Roman autobiographique, Black Boy décrit la jeunesse de Richard Wright, auteur américain surtout connu pour l'incendiaire "Native Son", dans les ténèbres et la misère du Sud ségrégationniste. De la petite enfance tempétueuse à l'aube douloureuse de l'âge adulte, toutes les épreuves et les blessures sont exposées et transmises avec une sincérité au fil du rasoir. Toute l'essence du roman d'apprentissage est capturée ici. Un apprentissage transfiguré, défiguré, par l'expérience effroyable du racisme institutionnalisé s’infiltrant dans chaque étape de la vie de l'auteur, manquant de peu de le déposséder de sa propre humanité mais n'y arrivant jamais. Car Black Boy est l'histoire d'une lutte. Une lutte intérieure de chaque instant pour conserver une identité indépendante de carcans raciaux imposés, de dogmes religieux, et d'un déterminisme social vicieux et meurtrier.
Roman social, Black Boy montre à quels points les éléments extérieurs de la vie d'un individu tiennent d'un système pensé, organisé, rationalisé pour opprimer une catégorie de la population sur le critère de la Race, jusqu'à convaincre cette population qu'elle ne doit renoncer à une liberté, une profondeur, une richesse de pensée, d'émotions, d'ambitions. Une liberté dérobée jusque dans l'intériorité même d'une masse d'individus qui pour moyen de survie, anesthésient tout espoir, se rabaissent pour paraître indignes d'intelligence et d'intégrité. A quoi bon tenir à la vie si elle ne vous offre que terreur (la "terreur blanche", à juste titre) et déceptions? On est dans le Mississippi, dans les années 30-40. Il faut être sacrément tenace, naïf voir suicidaire.
Que le jeune Richard Wright parvienne à s'extirper de ce contexte social relève du miracle. Il prouve que déterminisme ne rime pas avec fatalisme. Et pourtant, à l'âge de 6 ans il est déjà ivrogne et traîne dans tous les bars de son quartier, buvant des restes de whiski et jurant à tout va.
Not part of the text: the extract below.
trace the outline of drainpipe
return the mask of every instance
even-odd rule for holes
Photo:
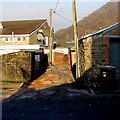
[[[12,32],[12,40],[13,40],[14,45],[15,45],[16,43],[15,43],[15,39],[14,39],[14,32]]]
Il était commençait mal. Doté d'une sensibilité à fleur de peau, il se constitue petit à petit un îlot intérieur, nourri d'escapades imaginaires suscitée par la lecture. Comme il l'explique, ce replis sur soi n'est pas tant le fruit non d'une liberté de choix que d'une contrainte exercée par l'adversité, la misère et le fondamentalisme religieux. C'est un maigre barrage contre l'Alterité qui n'a que d'influence négative, un refuge instable pour son âme. Chaque étape le reclus un peu plus.
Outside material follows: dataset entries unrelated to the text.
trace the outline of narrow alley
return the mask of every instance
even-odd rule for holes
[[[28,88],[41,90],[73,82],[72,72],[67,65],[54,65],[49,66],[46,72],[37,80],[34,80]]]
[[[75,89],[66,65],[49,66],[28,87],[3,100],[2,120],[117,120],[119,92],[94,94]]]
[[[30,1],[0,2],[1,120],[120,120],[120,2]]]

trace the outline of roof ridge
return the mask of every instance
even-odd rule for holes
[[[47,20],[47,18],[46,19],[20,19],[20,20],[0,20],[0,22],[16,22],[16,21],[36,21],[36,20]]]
Élevé par sa grand-mère extrêmement dévote qui le force à prier des journées durant, il ne réussi jamais à faire émerger une once de foi en un Dieu qu'on lui ingurgite de force. Dès lors, il est perdu pour son entourage : il n'est plus qu'une teigne, une mauvaise herbe destinée à dès le départ à pousser de travers. Chaque relation avec sa famille s'exprime dans la violence physique et morale, et pourtant il conserve tout l'héritage de leurs injustices subies (le fameux héritage familial qui vous suit comme une ombre). Son indépendance d'esprit le rend étrange et dangereux, une anomalie dans la désolation intellectuelle du Sud. Sa curiosité le mène à l'isolement moral et social. Sa solitude, imposée à la fois par sa famille et par lui-même le rend inapte à la fois vis-à-vis de ses pairs mais aussi et surtout au monde Blanc. Trop tard, il doit apprendre à se taire, à singer, à s'abêtir pour éviter la mort. Il expérimente trop tard les intimidations des Blancs pour s'y habituer et trouver ça normal. Sa solitude, à la fois sa peine et sa sauveuse.
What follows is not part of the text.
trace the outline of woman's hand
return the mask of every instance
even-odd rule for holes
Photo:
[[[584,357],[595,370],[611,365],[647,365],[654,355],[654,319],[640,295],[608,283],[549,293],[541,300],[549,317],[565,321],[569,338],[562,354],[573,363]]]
Et malgré toute cette douleur (qui ne tombe jamais dans le misérabilisme !), Black Boy est un roman d'espoir. Un plaidoyer pour la différence. Toute proportion gardée, on s'identifie à Richard Wright. Un garçon différent, bizarre, curieux et introverti. Qui cherche plus loin que le bout de son nez. Qui veut comprendre, imaginer, et être aimé. Qui ose espérer encore malgré tout. Qui essaie de sauver sa peau en fuyant, lui et sa famille, dans le Nord. Et qui n'abandonne pas l'idée de retrouver un jour la joie simple que l'on connaît enfant, dans le monde désolant dans lequel il a eu à grandir.